Bref aperçu technique: le «lecteur de lancement» est celui d'où l'ordinateur est censé exécuter le système d'exploitation, programme initial sans lequel l'ordinateur sera inutilisable; ces outils ont un procédé qui permet de spécifier quel lecteur sera celui à partir duquel le système d'exploitation sera «lancé», ou disque d'amorçage; ce disque est aussi bien celui A que B, C ou D, C étant le premier «non lecteur de disquette», en général un «disque dur». Une vraie information, qui certes n'évite pas les déboires mais permet d'y faire face, est: si votre ordinateur refuse de démarrer sur la disquette c'est probablement qu'il est réglé pour chercher le programme de lancement sur le premier disque dur, et n'essaiera jamais de le trouver sur un lecteur de disquette. Si tel est le cas et que vous n'avez pas l'information, vous risquez de vous demander longtemps pourquoi votre appareil ne daigne pas se comporter comme le prédit l'auteur du manuel; ça ne résoud pas le problème, mais du moins ça peut rassurer sur l'état du matériel. La règle générale serait ici: si ce qui arrive ne correspond pas à ce que dit le manuel, ne vous blâmez pas trop ni n'incriminez votre engin, l'erreur vient probablement du manuel.

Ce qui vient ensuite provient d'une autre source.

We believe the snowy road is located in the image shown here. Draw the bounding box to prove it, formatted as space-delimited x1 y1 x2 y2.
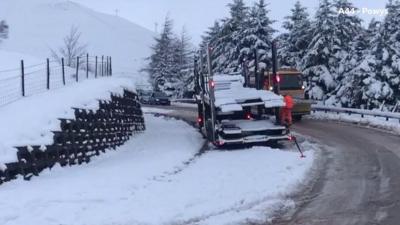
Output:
152 104 400 225
273 120 400 225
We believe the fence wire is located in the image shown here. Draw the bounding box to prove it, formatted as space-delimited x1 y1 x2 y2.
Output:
0 55 111 107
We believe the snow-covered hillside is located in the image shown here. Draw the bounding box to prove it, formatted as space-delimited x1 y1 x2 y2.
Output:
0 0 154 74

Conseil pratique: si vous n'obtenez pas le résultat attendu, arrêtez l'ordinateur selon la méthode conseillée par le fabricant (si du moins c'est possible), relancez-le et recommencez l'opération. Si elle échoue trois fois, et trois fois de la même manière, essayez plutôt, alors, de contacter le fabricant du matériel pour lui réclamer, soit une solution, soit un meilleur manuel, soit un matériel plus fonctionnel; n'écoutez pas ses conseils pour l'utilisation du matériel si c'est vous qui payez la communication, et s'il refuse toute sollicitation menacez-le des tribunaux pour malfaçon, escroquerie ou vice caché. Je ne peux vous promettre que vous réussirez, mais selon moi il vaut mieux se passer les nerfs en invectivant le fabricant qu'en cassant le matériel. Autre solution, ramenez la machine chez votre vendeur pour qu'il la fasse fonctionner, et s'il en est incapable, faites-vous rembourser !


La toute dernière étape, c'est l'extinction de l'appareil. Je vous fais confiance pour y arriver.